The hair on Mara's arms rose. "Let's go then. Be quick about it, but be careful. We need to get these horses out of this weather before one of them bolts. And besides, with all their gear, they're easy targets for lightning."

As Jules turned away, she called to him. "Wait, Jules—how far is it?"

"Shouldn't be more than a couple minutes," he said as a gust of wind suddenly blew.

"Let's go!" she ordered.

Raindrops fell sporadically, then increased as though they were grasping to catch a rhythm, a beat beyond the riders' abilities to hear.

Mara waved her hand, motioning for Nina to go next. "Go!"

The young woman urged her horse onward with her heels.

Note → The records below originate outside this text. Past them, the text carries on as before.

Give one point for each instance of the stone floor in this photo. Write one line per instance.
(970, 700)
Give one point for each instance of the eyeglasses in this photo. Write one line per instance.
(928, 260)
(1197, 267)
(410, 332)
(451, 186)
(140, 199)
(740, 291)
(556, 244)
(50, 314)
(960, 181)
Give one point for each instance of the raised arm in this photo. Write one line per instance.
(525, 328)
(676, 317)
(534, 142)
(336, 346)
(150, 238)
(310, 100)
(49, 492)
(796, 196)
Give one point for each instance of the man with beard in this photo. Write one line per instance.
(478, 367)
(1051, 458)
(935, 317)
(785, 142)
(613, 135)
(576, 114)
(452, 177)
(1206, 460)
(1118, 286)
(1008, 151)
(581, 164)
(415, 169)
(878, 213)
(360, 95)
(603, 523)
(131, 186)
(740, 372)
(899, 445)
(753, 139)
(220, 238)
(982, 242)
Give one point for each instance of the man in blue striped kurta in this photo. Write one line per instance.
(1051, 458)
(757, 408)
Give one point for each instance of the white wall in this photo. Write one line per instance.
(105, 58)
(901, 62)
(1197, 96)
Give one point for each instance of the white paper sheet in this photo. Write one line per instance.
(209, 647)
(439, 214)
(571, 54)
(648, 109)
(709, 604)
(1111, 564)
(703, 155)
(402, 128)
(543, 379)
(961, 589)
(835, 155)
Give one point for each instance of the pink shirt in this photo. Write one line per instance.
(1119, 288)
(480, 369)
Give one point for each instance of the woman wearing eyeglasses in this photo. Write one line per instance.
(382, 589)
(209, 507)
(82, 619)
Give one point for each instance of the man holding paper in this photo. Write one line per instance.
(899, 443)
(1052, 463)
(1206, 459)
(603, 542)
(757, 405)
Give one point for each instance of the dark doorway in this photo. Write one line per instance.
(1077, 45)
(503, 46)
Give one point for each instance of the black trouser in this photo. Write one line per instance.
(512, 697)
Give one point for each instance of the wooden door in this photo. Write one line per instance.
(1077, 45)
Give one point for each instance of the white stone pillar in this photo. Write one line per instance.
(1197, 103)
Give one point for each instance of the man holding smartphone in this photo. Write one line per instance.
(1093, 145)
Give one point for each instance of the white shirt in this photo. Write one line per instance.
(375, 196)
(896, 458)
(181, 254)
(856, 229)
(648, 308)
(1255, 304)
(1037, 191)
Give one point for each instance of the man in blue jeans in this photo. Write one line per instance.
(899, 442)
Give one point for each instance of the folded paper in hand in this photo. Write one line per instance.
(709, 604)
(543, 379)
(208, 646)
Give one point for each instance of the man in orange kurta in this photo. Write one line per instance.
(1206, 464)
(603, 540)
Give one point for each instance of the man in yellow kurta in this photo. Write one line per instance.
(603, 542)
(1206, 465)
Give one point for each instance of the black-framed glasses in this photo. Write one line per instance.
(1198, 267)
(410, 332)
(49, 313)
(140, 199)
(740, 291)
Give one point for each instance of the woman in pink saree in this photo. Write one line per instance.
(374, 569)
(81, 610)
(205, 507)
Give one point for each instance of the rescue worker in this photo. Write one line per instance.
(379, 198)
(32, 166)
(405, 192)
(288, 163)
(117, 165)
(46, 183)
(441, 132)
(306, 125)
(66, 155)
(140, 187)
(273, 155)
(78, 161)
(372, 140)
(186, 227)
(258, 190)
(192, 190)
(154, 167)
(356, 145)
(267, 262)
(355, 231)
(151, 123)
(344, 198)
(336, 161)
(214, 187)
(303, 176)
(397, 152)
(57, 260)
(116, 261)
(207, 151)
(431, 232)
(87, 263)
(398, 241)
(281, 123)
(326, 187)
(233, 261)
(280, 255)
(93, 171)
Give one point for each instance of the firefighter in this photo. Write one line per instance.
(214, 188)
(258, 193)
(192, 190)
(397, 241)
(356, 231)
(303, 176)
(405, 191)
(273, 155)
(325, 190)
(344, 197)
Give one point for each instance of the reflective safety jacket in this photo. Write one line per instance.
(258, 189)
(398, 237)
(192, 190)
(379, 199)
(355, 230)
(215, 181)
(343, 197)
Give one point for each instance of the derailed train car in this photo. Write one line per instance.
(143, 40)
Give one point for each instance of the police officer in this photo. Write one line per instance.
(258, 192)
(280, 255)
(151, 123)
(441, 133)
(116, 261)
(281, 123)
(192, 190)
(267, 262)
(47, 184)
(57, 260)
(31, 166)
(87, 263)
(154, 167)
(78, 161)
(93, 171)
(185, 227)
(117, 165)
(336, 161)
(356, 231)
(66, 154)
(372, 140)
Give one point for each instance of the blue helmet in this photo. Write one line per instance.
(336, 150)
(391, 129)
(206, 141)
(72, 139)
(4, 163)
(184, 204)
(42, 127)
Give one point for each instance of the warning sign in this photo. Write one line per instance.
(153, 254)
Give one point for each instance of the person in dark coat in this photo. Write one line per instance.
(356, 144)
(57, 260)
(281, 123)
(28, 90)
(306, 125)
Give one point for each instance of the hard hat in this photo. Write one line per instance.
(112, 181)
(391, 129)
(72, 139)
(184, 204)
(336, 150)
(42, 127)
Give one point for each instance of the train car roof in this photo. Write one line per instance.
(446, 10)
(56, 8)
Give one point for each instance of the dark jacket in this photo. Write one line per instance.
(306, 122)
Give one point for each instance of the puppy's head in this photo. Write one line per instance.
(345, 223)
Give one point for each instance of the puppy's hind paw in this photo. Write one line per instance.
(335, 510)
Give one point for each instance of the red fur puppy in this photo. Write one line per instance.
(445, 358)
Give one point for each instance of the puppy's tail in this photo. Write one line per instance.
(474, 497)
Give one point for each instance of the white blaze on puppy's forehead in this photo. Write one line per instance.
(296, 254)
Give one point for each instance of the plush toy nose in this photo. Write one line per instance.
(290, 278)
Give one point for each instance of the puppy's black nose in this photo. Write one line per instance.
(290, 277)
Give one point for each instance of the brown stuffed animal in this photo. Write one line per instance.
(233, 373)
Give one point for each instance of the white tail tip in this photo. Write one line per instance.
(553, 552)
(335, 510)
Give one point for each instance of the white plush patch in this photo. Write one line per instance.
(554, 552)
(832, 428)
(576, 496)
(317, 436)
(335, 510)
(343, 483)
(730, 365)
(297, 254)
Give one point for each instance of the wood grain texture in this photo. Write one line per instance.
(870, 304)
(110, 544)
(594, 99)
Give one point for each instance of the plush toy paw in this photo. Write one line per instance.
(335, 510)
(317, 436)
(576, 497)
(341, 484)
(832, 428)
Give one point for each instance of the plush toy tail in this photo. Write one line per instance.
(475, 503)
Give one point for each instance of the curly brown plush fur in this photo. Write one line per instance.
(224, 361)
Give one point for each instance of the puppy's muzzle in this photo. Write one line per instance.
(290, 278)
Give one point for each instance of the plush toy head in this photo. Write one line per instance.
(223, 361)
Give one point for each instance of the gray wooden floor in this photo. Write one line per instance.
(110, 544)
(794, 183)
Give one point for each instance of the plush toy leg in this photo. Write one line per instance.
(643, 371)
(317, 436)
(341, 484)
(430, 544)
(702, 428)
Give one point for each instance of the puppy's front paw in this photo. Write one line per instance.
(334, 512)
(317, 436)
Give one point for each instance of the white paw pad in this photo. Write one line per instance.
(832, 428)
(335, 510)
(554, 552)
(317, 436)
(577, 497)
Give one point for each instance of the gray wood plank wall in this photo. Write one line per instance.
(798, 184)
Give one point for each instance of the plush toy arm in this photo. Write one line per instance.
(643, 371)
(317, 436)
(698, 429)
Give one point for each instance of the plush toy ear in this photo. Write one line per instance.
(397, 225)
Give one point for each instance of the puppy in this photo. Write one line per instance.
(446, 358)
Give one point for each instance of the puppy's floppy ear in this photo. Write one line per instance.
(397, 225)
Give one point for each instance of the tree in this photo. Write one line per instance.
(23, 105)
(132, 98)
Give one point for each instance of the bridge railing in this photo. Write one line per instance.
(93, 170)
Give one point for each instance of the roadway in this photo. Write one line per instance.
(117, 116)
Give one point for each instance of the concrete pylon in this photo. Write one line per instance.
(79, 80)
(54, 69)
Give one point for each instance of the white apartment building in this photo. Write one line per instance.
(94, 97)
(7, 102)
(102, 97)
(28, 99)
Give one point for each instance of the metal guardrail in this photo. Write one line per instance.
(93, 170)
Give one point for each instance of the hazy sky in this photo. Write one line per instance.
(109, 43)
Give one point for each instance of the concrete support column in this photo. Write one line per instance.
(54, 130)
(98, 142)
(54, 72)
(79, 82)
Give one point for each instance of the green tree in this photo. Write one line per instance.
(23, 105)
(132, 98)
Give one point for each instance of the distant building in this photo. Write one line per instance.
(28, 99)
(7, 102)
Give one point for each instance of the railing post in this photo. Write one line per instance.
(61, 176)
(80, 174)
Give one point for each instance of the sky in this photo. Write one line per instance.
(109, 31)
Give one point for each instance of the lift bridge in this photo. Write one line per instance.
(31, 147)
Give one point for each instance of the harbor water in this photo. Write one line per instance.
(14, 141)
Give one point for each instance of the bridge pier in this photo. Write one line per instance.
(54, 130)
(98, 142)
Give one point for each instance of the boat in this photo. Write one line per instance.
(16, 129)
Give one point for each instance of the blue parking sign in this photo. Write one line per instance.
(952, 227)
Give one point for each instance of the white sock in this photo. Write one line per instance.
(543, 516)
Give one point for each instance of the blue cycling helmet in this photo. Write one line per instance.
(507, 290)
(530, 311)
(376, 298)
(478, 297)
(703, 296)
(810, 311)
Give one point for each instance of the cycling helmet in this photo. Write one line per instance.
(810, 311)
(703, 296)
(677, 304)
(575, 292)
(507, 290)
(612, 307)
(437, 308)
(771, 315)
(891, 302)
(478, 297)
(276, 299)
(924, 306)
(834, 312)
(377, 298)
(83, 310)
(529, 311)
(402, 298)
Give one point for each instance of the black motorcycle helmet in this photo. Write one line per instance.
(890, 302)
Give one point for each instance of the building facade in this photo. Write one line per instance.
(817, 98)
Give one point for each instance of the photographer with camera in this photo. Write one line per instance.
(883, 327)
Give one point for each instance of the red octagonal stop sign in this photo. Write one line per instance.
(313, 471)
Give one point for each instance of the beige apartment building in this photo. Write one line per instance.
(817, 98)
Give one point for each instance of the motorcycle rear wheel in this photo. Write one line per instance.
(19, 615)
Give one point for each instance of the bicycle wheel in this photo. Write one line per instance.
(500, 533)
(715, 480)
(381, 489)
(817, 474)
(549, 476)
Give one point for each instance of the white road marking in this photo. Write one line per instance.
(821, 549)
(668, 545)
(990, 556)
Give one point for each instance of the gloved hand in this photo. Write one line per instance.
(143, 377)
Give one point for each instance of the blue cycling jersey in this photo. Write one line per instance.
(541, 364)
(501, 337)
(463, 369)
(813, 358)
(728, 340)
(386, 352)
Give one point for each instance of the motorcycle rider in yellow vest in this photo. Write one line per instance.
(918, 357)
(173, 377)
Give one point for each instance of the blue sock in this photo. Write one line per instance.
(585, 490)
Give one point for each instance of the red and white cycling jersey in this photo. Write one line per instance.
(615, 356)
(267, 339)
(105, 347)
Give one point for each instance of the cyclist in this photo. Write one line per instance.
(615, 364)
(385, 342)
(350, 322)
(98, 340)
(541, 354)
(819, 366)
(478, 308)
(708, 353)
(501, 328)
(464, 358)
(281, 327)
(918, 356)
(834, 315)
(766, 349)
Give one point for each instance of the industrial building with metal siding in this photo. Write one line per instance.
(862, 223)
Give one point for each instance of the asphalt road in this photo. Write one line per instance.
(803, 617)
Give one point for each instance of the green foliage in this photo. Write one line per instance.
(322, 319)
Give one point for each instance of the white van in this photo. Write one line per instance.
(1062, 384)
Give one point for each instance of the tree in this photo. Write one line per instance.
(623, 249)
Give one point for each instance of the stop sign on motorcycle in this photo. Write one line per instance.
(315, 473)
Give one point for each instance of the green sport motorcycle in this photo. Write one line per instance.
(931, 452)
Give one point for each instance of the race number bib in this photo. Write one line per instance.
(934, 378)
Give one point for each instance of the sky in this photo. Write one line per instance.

"Quickly! Quickly!" the Oathtaker exclaimed just as both infants cried out.

Within seconds, the wind became a howl. Rain pelted down, stinging the travelers' faces. It slapped at the dry ground, then splashed back up, quickly soaking them and their mounts.

Through the downfall, the outline of what looked like an old gray barn built into the side of a hill became visible. Some wood shingles from its roof broke free. They flipped and tossed through the air.

"Hurry!" Jules shouted to those behind.

Nina's horse stumbled. Fearing it would fall and roll, Mara urged her mount forward, preparing to pull the young woman toward herself if need be. Then the animal righted itself.